ANTICOLLISION ?LA FONCTION VITE INDISPENSABLE

Les usinages en 5 axes continus, à l’intérieur de poches, ou avec des vitesses d’avance atteignant parfois les 60 m/min… augmentent les risques de collision préjudiciables pour la machine et la pièce, sans compter le portefeuille de l’usineur. Dans ces conditions, la fonction « anticollision » devient incontournable et constitue, elle aussi, un sujet de développement pour les éditeurs de CFAO. Pour que l’anticollision soit efficace, il faut que la simulation prenne en compte les cinématiques et les formes de la machine et de son environnement (outil, broche, bâti machine, outillage…). C’est pourquoi, les logiciels intègrent des bibliothèques contenant ces informations pour les machines courantes du marché et leurs équipements. Dans le cas où votre environnement n’est pas répertorié, les fonctions de modélisation du logiciel de CFAO vous permettent de créer vousmême les volumes englobants. Cette simulation reste performante, mais « théorique », car elle ne tient pas forcément compte des conditions réelles de l’usinage : évolution permanente du brut en cours d’usinage, spécificités de la machine-outil, éventuelles modifications apportées par l’opérateur, changement d’outil par rapport au programme, ou déplacement d’une bride, par exemple. La gestion de collisions est d’ailleurs particulièrement délicate lorsque l’on change de machine. Certains logiciels contournent le problème avec une fonction de « parcours assemblés » permettant à l’utilisateur de maîtriser la connexion entre les parcours avant de post-processer. En s’appropriant le contexte d’usinage, ils utilisent la cinématique de la machine pour réadapter automatiquement le parcours d’outils au nouveau contexte machine.

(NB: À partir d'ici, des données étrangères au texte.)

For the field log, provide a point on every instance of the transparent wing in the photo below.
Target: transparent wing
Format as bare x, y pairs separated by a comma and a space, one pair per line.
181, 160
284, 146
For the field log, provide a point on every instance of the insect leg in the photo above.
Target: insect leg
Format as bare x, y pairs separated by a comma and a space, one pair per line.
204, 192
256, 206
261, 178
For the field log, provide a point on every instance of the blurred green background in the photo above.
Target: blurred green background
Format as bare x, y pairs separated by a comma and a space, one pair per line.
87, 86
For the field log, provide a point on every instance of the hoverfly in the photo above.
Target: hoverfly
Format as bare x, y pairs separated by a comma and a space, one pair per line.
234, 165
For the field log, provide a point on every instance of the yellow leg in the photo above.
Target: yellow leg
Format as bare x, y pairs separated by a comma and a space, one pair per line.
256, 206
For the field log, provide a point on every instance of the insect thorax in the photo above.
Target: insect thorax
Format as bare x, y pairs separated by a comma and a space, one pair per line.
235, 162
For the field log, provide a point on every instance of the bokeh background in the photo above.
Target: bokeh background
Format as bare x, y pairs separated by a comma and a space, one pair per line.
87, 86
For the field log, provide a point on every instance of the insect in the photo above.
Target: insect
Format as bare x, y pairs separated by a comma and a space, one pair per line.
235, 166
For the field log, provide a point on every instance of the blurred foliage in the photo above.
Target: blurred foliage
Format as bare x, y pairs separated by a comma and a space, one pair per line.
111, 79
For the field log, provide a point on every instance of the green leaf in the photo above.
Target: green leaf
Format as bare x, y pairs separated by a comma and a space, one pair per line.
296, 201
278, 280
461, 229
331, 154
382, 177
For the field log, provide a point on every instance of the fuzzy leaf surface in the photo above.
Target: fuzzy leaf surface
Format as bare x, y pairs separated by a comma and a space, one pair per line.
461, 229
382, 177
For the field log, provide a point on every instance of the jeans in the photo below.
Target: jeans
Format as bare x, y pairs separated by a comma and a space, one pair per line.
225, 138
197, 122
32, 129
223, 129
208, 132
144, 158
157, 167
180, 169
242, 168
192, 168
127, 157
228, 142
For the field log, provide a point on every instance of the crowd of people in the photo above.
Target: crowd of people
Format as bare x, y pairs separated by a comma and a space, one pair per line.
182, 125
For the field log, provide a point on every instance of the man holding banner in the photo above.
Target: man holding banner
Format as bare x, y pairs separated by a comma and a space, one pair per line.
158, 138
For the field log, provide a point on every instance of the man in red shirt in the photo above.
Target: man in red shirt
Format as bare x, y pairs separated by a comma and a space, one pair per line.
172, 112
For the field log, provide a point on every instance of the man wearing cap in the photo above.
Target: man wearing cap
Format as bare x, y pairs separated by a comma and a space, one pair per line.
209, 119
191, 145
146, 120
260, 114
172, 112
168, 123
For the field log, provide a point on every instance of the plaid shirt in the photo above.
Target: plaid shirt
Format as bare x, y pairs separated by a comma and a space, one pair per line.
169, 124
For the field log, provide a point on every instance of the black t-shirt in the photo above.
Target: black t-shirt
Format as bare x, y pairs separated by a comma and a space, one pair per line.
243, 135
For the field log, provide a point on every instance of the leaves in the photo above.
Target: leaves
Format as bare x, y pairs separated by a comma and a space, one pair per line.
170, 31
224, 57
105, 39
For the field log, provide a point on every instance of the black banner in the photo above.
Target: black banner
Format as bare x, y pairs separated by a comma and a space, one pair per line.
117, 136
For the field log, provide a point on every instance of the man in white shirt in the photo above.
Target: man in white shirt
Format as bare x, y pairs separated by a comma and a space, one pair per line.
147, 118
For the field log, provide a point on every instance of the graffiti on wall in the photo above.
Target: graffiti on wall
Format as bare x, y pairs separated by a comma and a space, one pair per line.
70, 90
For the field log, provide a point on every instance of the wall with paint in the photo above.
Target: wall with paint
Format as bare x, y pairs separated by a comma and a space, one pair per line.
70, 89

LE CLOUD ENTRE PROGRESSIVEMENT DANS LES ATELIERS

C’est sans aucun doute l’une des tendances les plus récentes, même si elle reste pour l’instant embryonnaire. Le cloud fait en effet son apparition dans le domaine de la production. Première application : le site MachiningCloud, un site internet pour accéder à des applications, des données, des services, et des ressources spécifiques. Les bibliothèques comprennent les données mises en ligne par les fournisseurs de machines-outils, d’outillages, d’outils coupants, de porte-outil… comme leurs géométries et caractéristiques techniques, les choix possibles d’assemblage, etc. Le service est totalement gratuit, il permet de sauvegarder ses programmes et ses outils et d’obtenir des recommandations en matière d’avance et de vitesse, le tout directement sur votre poste de FAO. Côté éditeur, certains sont prêts à porter leurs solutions dans le cloud, pour notamment déporter les calculs de parcours d’outils, lancer plusieurs calculs simultanés afin de choisir le plus pertinent ou encore héberger sur des serveurs distants les programmes et codes iso des clients. L’idée étant de faciliter le basculement d’usinage d’un site à l’autre et d’une machine à l’autre. Reste à trouver les bons modèles économiques et à vaincre les résistances compréhensibles.